AI faces the line between hype and promise

Artificial intelligence is quickly emerging as the next big thing just like cloud computing five years ago. But question remains over what is real, what is hype and how to tell the difference.

Oracle co-founder and former CEO Larry Ellison once famously asked during a public event: “What the hell is cloud computing?”

Given that Oracle is and has been one of the most successful cloud companies in the world, he was obviously making a point about the widespread, unchecked rebranding he saw happening in the industry for technologies and products that had existed for decades prior to the arrival of the cloud hype machine. The tech industry is “the only industry more fashion-driven than women’s fashion,” Ellison said, and “cloud computing” or “something-as-a-service” was the newest trend.
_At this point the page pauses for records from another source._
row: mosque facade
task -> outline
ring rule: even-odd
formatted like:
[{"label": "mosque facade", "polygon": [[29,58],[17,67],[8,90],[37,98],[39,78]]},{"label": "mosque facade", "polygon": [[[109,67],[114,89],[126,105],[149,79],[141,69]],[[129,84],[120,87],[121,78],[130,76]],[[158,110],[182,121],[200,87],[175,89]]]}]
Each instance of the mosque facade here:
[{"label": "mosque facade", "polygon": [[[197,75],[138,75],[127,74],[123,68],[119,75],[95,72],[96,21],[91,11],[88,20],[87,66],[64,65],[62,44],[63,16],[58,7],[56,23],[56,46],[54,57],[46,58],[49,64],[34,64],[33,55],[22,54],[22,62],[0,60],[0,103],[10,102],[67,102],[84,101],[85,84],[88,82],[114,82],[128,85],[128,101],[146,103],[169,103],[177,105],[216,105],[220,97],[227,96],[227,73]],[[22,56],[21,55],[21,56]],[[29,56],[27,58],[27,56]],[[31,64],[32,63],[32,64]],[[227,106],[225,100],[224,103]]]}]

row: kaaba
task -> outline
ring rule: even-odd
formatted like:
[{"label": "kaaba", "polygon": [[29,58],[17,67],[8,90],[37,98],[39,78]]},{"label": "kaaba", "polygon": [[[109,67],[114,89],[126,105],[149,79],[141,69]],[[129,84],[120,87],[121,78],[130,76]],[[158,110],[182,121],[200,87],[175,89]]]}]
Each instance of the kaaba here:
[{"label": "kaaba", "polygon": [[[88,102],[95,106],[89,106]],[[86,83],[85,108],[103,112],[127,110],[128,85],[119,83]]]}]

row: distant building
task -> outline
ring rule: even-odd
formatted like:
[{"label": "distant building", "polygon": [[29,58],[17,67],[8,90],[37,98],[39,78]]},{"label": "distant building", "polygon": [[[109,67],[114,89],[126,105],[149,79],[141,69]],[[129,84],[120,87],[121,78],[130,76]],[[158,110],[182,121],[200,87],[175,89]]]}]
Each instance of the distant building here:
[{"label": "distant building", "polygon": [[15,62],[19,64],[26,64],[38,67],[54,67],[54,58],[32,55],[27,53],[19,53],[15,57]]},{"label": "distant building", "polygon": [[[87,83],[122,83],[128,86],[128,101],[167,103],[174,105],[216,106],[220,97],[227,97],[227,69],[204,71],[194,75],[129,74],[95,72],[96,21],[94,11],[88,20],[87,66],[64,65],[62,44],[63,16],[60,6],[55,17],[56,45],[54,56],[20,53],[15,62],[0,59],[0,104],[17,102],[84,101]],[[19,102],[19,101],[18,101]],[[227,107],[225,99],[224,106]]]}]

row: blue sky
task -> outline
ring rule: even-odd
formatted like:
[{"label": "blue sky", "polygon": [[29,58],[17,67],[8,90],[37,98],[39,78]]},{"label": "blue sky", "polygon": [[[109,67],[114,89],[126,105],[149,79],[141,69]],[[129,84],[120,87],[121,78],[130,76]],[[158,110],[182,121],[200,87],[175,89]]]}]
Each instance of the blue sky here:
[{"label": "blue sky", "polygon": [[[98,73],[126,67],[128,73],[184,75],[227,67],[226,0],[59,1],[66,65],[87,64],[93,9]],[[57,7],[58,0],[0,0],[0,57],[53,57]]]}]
“The interesting thing about cloud computing, it is either going to be or already is the most important computing architecture in the world, because we’ve redefined cloud computing to define everything that we currently do,” said Ellison with more than a hint of sarcasm. “I can’t think of anything that isn’t cloud computing.”

Much like how technology contractors began to use “cloud” as a marketing term for their existing offerings, there are signs that the market is beginning to frame its “artificial intelligence” offerings in the same light. Both technologies suffer from the disease of ambiguity, with uncertain or amorphous definitions that sometimes give sales and marketing departments wide latitude to rebrand their services to conform to the latest hot buzzword.

For an example of this phenomenon, read this story in Fortune from last year where Intel CEO Bryan Krzanich talks about their computer chip products (which they have been selling for years) by tying it to AI and presenting it as brand-new, cutting edge tech:

“It’s the same marketing speech he and Intel have been giving for the past few years, but what’s different now is that the company is heavily emphasizing ‘artificial intelligence’ as a catch all to what companies traditionally consider to be business or data analytics.”

In interviews with senior executives at five different technology contractors that provide artificial intelligence services to the government, each had a somewhat different internal definition of the tools and offerings that entail artificial intelligence.

Matthew Michelson, chief scientist at InferLink, said this widespread confusion is among his biggest “pet peeves” when discussing AI.

“People will often conflate different terms with AI, which is a pretty broad umbrella term, It encompasses lots of different stuff,” he said.

It’s not so much deception (all these technologies are compatible with and support artificial intelligence offerings) as it is a smart marketing and sales strategy. Though the definition is still being worked out and there is no consensus forecast, most market intelligence firms are predicting billions of dollars in exponential growth for the global AI market over the next five-to-10 years, with the United States emerging at the epicenter.

Before leaving office, the Obama administration released two reports on artificial intelligence and the effects it is expected to have on the U.S. economy. The final report released in December 2016 concluded that “AI-driven automation stands to transform the economy over the coming years and decades” and urged future administrations and the private sector to begin preparing for increased productivity, changes in necessary job skills and disruptions to the work force.

The latest push to recalibrate towards supporting AI in the contracting world is reflective of this reality. With everyone anticipating a massive shift across all levels of government in the next few decades, including automated or machine-learning components as compliments to or replacements of more traditional contract offerings can potentially give contractors a leg up when pitching to an agency purchasing office that wants to get ahead of the curve and prepare for an AI-centric future.

“You’re starting to see CEO’s ask ‘how do we get a competitive advantage in selling to the government? What’s going to make us competitive?’” said Matthew Carroll, CEO of Immuta. “I don’t think you will see AI-based contracts, but [rather contractors] utilizing machine learning as an additive when they go into procurement as a differentiator.”

The ability to automate low-level back office functions also carries the potential for significant cost-savings, giving established contractors even more incentive to jump into the burgeoning market through new products or rebranding of existing ones.

“I think there is going to be this increasing expectation that when government is acquiring services, it will be done in most cost effective manner,” said Steve Mills, principal director at Booz Allen Hamilton. “So I think as these technologies mature, governments will also require specific functions that are very AI-centric.”